Certainly, the appeal of the anonymity and liability protection afforded by making real estate investments in entities are real and do not need to be reviewed here.  Many real estate investing gurus have profited from selling video tapes, compact discs, and seminars espousing these very benefits. Those advocates rarely take the perspective of a lender or other skeptics, and point out the potential downfalls of such a move.  They include:

  • ACCESS TO LOANS : The universe of lenders that have an appetite for Non-Owner Occupied Real Estate is small.  It becomes even smaller if the property is owned in an entity.  The exception is blanket commercial loans that typically are for larger dollar amounts and warrant the time of the bankers due to their size.
  • LOSS OF DEALS : Deals can be lost if, for example, a purchase contract is originally executed in the name of an entity but a lender refuses to make a loan secured by the property unless the contract is in the name of an individual.  These days, inflexible sellers such as banks, HUD or Fannie Mae/Freddie Mac typically refuse to amend contracts and would rather sell to the next bidder than go through the brain damage of modifying your deal.
  • COST OF LOANS :  The cheapest money in today’s market is Fannie Mae and Freddie Mac compliant loans.   If you can find a bank that will provide financing for non-owner occupied property held by an entity, it will cost significantly more.
  • COMPLEXITY :  The very liability-shielding attributes of investing via an entity may spook lenders if those entities lack long and well-established track records.  If lenders decide to lend directly to the entity, the individual owner(s) of the entity usually end up having to personally guarantee the loan anyway.  The days of non- or limited-recourse lending are a distant image in the rear view mirror.
  • ADDITIONAL COSTS : It is easy to undermine the underlying purpose of establishing the entities if people who use them are extremely vigilant, but it takes thought, time and money.  To have the desired liability-shielding effect, operating in an entity requires extra costs and hassles, such as formation of entity, distinct set of books and financial statements, tax returns, bank accounts, checks, and the like. 
  • LEGAL : The use of an entity may take away an individual’s ability to represent himself in small claims court or for real estate tax complaints.  For example, if an individual owns a four-unit in the name of his entity and seeks to evict a deadbeat tenant, a judge would not likely allow the landlord to appear in court without an attorney.  Why?  Because not doing so would be considered unauthorized practice of law in most states since as an individual (who is not an attorney) cannot represent a third party in court.  Even if the individual owns 100% of the entity which owns the building, the entity itself represents a discrete third party in the eyes of the court.
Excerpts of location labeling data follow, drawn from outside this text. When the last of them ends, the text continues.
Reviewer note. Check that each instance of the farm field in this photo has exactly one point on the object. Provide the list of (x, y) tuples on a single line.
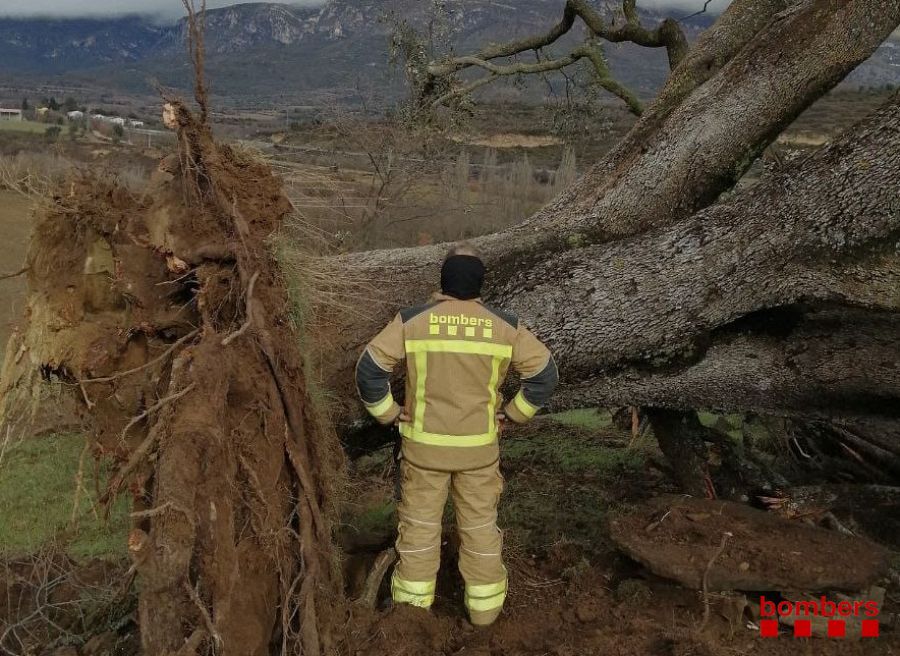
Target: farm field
[(23, 126)]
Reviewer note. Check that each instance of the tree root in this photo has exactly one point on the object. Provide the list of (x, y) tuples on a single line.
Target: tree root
[(383, 562)]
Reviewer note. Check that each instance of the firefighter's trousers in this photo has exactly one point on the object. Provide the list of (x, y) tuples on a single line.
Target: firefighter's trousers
[(476, 494)]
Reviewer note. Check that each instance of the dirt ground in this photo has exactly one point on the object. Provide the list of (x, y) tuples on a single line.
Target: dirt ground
[(571, 590), (15, 227)]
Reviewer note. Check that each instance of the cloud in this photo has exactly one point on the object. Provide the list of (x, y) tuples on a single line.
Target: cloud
[(172, 8), (687, 6), (69, 8)]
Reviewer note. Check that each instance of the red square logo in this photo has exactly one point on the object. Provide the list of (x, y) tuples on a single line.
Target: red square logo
[(870, 628), (802, 629), (837, 628), (768, 628)]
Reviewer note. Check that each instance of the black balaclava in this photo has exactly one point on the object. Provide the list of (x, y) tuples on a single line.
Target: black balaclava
[(462, 277)]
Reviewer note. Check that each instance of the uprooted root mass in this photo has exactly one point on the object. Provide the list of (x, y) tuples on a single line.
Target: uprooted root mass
[(167, 315)]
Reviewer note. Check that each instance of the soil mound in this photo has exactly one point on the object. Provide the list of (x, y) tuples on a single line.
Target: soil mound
[(166, 317), (681, 538)]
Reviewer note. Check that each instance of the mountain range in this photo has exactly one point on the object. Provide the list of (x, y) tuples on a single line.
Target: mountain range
[(336, 52)]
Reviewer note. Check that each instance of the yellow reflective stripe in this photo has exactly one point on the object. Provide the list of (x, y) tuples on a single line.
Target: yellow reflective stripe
[(416, 593), (485, 597), (421, 371), (410, 433), (486, 589), (492, 390), (385, 404), (458, 346), (523, 406)]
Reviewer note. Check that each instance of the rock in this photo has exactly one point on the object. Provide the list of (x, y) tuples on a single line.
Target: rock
[(762, 551)]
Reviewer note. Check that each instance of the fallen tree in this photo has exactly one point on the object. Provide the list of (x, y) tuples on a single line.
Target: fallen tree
[(654, 289), (166, 315), (168, 318)]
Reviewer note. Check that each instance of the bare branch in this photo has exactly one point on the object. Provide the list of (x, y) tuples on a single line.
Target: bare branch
[(697, 13), (588, 51), (667, 34)]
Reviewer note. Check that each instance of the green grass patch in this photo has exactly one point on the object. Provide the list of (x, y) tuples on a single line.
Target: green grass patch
[(375, 519), (587, 418), (25, 126), (37, 493), (564, 485)]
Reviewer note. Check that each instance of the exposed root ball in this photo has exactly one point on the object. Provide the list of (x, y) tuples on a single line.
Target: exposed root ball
[(169, 318)]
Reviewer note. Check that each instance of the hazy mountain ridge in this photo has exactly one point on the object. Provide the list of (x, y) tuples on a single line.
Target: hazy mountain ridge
[(272, 50)]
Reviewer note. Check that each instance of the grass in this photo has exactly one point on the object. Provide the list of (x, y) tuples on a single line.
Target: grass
[(25, 126), (37, 491), (586, 418), (560, 483)]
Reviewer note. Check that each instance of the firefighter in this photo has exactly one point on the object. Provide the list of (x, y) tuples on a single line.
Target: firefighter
[(457, 351)]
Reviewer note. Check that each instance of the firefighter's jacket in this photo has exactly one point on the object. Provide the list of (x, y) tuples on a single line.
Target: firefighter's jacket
[(457, 355)]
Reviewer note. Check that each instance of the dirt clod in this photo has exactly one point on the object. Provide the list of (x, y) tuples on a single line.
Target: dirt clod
[(762, 551)]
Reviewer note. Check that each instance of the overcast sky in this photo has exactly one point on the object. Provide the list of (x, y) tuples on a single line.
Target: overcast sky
[(167, 8), (172, 8)]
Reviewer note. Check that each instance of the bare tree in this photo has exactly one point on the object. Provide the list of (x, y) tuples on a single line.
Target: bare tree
[(780, 298)]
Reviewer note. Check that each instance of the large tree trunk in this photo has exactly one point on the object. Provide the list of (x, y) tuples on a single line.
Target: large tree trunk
[(782, 299), (167, 318)]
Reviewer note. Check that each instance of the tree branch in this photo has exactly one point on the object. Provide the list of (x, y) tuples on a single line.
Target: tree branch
[(667, 34)]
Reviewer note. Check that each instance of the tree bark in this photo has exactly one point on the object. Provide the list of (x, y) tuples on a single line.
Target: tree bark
[(783, 299)]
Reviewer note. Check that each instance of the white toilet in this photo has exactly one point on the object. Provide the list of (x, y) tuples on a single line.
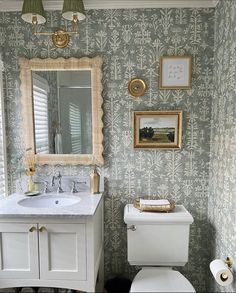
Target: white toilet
[(156, 242)]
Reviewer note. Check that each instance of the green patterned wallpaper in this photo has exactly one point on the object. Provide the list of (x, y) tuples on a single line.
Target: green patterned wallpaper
[(131, 43), (222, 200)]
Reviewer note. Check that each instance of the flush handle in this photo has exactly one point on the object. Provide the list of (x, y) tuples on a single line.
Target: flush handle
[(32, 229), (132, 228), (42, 229)]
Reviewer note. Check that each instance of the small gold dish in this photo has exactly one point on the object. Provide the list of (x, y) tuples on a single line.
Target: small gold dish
[(165, 208)]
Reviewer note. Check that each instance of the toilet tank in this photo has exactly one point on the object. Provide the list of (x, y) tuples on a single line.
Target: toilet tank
[(157, 239)]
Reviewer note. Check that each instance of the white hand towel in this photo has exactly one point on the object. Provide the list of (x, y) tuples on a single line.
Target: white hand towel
[(153, 202)]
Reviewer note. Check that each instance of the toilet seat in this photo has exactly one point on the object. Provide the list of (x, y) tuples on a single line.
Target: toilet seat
[(160, 280)]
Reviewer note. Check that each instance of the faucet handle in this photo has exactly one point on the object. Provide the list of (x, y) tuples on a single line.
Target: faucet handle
[(45, 190), (73, 188)]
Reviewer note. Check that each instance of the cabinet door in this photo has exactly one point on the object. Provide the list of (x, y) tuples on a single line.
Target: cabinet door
[(18, 251), (62, 251)]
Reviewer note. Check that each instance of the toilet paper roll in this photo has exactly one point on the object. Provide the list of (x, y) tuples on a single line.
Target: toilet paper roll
[(221, 272)]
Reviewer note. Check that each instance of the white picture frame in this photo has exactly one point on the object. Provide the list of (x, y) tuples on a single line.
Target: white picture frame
[(175, 72)]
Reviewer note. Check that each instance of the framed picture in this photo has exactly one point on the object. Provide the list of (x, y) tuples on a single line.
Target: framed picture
[(157, 129), (175, 72)]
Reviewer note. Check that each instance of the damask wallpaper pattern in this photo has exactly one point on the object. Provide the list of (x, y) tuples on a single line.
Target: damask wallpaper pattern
[(222, 200), (131, 43)]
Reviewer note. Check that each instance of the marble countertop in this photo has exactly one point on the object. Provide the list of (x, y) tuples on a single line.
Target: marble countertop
[(9, 206)]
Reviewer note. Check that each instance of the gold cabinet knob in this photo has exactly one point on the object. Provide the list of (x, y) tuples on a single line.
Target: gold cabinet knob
[(42, 229), (32, 229)]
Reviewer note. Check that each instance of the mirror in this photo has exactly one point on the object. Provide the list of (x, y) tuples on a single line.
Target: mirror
[(62, 114)]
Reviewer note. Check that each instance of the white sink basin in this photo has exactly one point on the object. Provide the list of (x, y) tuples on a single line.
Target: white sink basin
[(49, 201)]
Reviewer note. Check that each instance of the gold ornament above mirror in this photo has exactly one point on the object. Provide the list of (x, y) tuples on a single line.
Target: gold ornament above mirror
[(65, 129)]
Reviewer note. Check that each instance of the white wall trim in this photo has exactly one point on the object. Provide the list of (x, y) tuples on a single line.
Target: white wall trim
[(16, 5)]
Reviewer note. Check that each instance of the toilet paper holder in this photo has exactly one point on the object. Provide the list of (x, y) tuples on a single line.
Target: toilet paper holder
[(229, 262)]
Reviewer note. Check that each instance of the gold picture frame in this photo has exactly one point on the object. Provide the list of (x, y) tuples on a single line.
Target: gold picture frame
[(157, 129), (175, 72)]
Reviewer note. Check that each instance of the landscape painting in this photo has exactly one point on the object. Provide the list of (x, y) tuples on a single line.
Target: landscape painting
[(157, 129)]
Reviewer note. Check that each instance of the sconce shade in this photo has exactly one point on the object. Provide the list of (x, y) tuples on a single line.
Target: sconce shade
[(73, 7), (33, 8)]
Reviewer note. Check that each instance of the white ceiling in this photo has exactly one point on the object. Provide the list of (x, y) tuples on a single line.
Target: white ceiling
[(16, 5)]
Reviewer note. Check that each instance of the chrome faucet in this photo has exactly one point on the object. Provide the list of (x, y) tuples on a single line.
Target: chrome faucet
[(58, 177), (73, 188)]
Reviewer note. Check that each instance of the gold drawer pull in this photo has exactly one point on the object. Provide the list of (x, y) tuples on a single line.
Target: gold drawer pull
[(32, 229), (41, 229)]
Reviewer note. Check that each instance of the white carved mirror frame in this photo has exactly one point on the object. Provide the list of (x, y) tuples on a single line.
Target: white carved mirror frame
[(36, 64)]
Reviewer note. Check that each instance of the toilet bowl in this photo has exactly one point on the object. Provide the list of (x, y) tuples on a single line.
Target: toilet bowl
[(157, 242), (160, 280)]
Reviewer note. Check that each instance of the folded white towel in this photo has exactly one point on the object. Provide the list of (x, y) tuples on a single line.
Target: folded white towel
[(153, 202)]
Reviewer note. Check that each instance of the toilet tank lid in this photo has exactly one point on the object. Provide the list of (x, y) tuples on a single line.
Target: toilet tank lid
[(160, 280), (178, 215)]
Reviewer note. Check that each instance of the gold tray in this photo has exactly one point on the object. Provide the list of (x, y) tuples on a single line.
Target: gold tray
[(152, 208)]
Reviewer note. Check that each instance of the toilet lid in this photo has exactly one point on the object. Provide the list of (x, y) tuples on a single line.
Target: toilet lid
[(160, 280)]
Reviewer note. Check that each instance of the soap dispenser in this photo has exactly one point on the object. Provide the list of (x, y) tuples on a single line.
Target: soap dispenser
[(94, 181)]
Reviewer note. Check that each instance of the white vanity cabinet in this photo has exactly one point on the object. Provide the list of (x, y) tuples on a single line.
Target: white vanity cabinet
[(62, 252)]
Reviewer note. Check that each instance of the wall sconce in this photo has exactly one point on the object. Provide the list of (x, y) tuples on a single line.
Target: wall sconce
[(73, 10)]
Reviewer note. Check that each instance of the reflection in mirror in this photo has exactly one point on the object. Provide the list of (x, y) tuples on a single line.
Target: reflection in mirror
[(62, 110), (62, 105)]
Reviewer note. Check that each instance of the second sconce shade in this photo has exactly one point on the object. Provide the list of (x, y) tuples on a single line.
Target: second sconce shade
[(73, 10)]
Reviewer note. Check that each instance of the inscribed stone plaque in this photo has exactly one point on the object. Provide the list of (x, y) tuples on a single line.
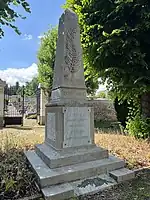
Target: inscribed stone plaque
[(51, 127), (76, 126)]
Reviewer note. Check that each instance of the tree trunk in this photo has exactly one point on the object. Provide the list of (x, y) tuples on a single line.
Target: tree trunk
[(145, 105)]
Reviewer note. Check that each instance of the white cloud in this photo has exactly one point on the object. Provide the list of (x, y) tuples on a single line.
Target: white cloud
[(27, 37), (40, 36), (22, 75)]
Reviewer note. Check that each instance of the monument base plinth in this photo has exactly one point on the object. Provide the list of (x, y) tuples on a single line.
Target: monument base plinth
[(54, 158), (83, 178)]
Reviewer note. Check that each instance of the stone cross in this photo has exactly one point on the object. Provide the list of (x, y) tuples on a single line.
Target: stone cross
[(68, 82), (68, 163)]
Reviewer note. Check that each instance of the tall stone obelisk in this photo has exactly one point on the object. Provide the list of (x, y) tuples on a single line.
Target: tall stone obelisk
[(68, 163)]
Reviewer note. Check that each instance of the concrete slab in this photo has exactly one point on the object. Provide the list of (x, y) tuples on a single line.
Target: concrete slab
[(122, 174), (56, 159), (82, 187), (47, 176)]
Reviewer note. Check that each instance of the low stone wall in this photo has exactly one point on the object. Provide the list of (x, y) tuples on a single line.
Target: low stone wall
[(103, 110)]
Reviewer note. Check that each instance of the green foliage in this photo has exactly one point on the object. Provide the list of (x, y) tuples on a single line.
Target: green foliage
[(8, 15), (31, 87), (115, 39), (139, 127), (122, 111), (101, 95), (46, 58), (16, 180)]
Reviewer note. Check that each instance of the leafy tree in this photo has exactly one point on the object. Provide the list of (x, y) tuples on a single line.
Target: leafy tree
[(101, 95), (8, 15), (31, 87), (46, 58)]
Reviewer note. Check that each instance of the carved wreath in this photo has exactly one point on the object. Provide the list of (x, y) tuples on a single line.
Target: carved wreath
[(72, 57)]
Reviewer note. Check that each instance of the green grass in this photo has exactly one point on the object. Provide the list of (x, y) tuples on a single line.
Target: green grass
[(107, 126), (136, 189)]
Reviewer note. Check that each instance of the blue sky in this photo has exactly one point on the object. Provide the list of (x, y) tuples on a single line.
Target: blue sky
[(20, 52)]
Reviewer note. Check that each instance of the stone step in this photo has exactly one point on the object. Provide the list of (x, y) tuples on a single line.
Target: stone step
[(48, 177), (83, 187), (56, 159), (122, 174)]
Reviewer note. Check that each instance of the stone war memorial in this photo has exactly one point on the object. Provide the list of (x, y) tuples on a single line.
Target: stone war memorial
[(68, 163)]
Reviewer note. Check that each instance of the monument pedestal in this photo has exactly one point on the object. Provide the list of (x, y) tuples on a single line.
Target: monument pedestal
[(69, 164)]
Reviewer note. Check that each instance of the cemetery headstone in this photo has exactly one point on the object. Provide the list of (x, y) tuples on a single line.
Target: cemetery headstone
[(69, 163)]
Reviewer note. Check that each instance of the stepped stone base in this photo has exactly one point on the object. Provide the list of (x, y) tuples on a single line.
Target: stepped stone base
[(64, 175)]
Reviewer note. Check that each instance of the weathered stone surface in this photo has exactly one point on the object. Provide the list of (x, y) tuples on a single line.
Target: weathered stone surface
[(58, 192), (2, 85), (76, 126), (69, 163), (103, 110), (122, 174)]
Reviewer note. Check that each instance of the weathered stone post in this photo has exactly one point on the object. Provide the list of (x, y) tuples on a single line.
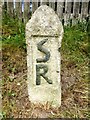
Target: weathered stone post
[(43, 36)]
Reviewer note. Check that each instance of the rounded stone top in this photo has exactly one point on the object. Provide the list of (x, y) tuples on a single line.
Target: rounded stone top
[(44, 22)]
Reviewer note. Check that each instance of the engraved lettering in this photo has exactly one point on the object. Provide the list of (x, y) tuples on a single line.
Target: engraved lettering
[(42, 49), (40, 74)]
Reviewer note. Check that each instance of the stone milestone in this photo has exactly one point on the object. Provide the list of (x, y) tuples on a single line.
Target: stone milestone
[(44, 33)]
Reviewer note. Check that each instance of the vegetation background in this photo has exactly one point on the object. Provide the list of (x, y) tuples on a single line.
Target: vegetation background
[(74, 73)]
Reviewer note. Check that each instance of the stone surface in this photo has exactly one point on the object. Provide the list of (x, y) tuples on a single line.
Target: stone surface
[(44, 33)]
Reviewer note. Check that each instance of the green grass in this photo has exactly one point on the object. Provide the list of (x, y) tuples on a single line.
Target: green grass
[(74, 51)]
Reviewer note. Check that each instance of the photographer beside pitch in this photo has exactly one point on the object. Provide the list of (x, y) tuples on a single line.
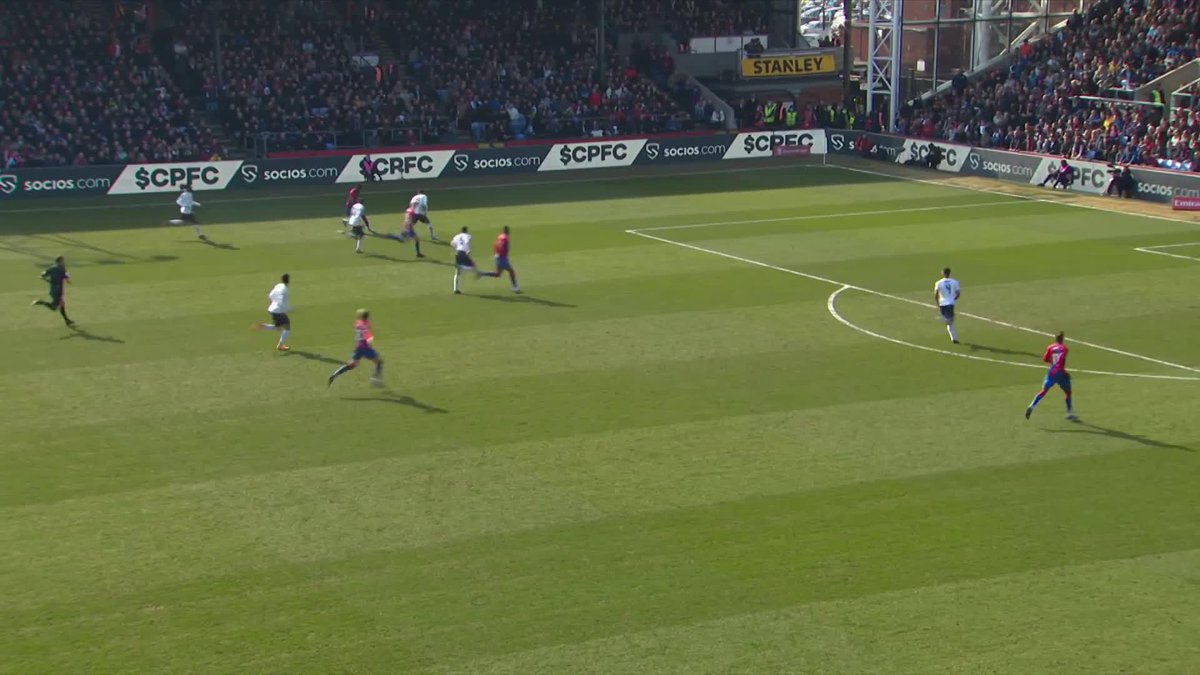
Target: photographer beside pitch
[(1121, 181)]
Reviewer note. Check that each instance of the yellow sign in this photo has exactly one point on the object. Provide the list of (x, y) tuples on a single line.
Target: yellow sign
[(789, 66)]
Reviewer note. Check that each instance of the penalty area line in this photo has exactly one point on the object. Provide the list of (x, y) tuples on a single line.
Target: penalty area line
[(845, 286), (1158, 251), (819, 216), (832, 305)]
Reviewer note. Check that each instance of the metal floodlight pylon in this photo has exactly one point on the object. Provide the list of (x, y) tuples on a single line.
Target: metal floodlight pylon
[(885, 43)]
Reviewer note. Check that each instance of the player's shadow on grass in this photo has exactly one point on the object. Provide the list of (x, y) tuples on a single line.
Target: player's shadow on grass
[(213, 244), (76, 332), (64, 240), (990, 350), (401, 400), (394, 260), (1085, 428), (526, 300), (313, 357)]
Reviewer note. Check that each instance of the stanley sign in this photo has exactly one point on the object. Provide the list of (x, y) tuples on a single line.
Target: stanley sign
[(792, 65)]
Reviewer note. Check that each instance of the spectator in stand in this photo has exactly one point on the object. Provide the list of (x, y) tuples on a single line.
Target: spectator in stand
[(76, 89), (1035, 106)]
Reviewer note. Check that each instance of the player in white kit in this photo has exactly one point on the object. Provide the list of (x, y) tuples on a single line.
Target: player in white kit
[(357, 222), (462, 262), (946, 294), (187, 203), (418, 211)]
All hope is not lost, since certain goals can be achieved through alternative means.  For example, to the extent owning real estate in entities helps shield individuals from potential liability, such as the mailman slipping and falling, protection against this can be obtained through proper landlord policies and an umbrella insurance policy.

In short, be sure to think through all of the potential ramifications of whether to make your real estate investments in the name of an entity or as an individual.  Notwithstanding what the gurus say (and sell) in their tapes and seminars, always remember The Golden Rule.  And if the folks with the “gold” who are making you a loan to buy properties take steps to undermine the effect of your entity, then the use of it may turn out to be more hassle than it’s worth.